I recently came across a brilliant, if long blog post/article by one Efraim Podoksik on the interplay between nationalism and civic democracy in Hebrew. As I believe it has import in the general discussion taking place regarding the legitimacy of Zionism, I have taken upon myself to translate it over the next few days.
What makes this article so important is that it is written from a liberal (i.e. what is generally identified as “left-wing”) point of view. Furthermore, it demonstrates a far-reaching and thorough understanding of nationalism in general and modern European history in particular.

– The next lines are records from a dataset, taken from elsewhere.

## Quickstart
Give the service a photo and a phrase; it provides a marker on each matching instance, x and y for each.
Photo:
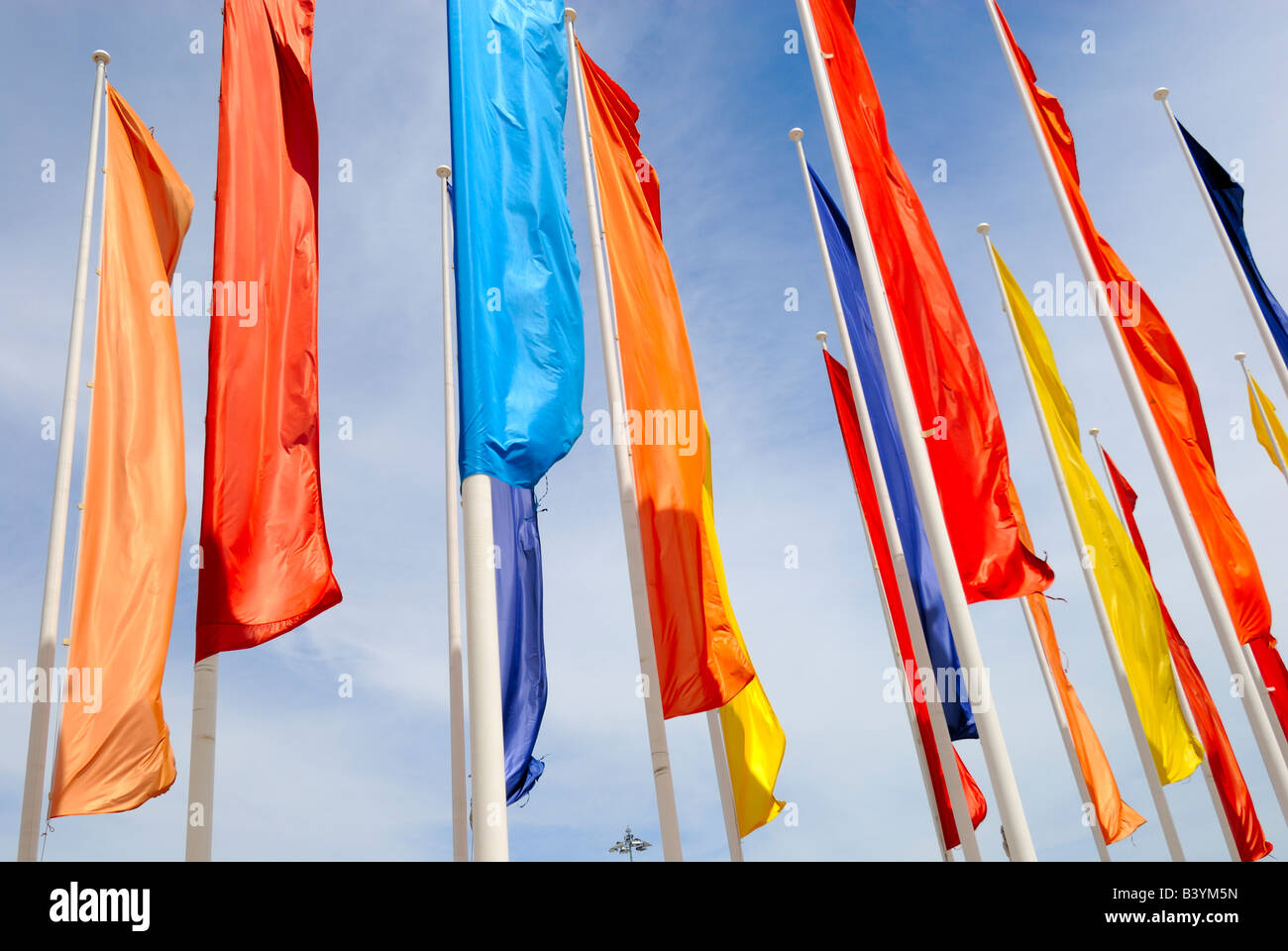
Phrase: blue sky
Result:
(305, 774)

I believe Podoksik makes a very important contribution as one of a small, but crucial group of liberals who have not been cowed by the small, but vocal anti-Zionist minority.
Two caveats before I start:
1) All responsibility for the accuracy of the translation rests on my shoulders alone.
2) Let it be known that I do not necessarily agree with everything written in the post. This goes especially for his portrayal of “Im Tirtzu”. This is also the case with regard to his downplaying of the use of the “modernist” school of nationalism (Andersen, Hobsbawm &c) as a tool for delegitimizing nationalism in general and Zionism in particular. Whether said theories do so intrinsically or are used as such is, to my mind, a red herring. Put another way: not all modernists are anti-Zionists, but all anti-Zionists are modernists.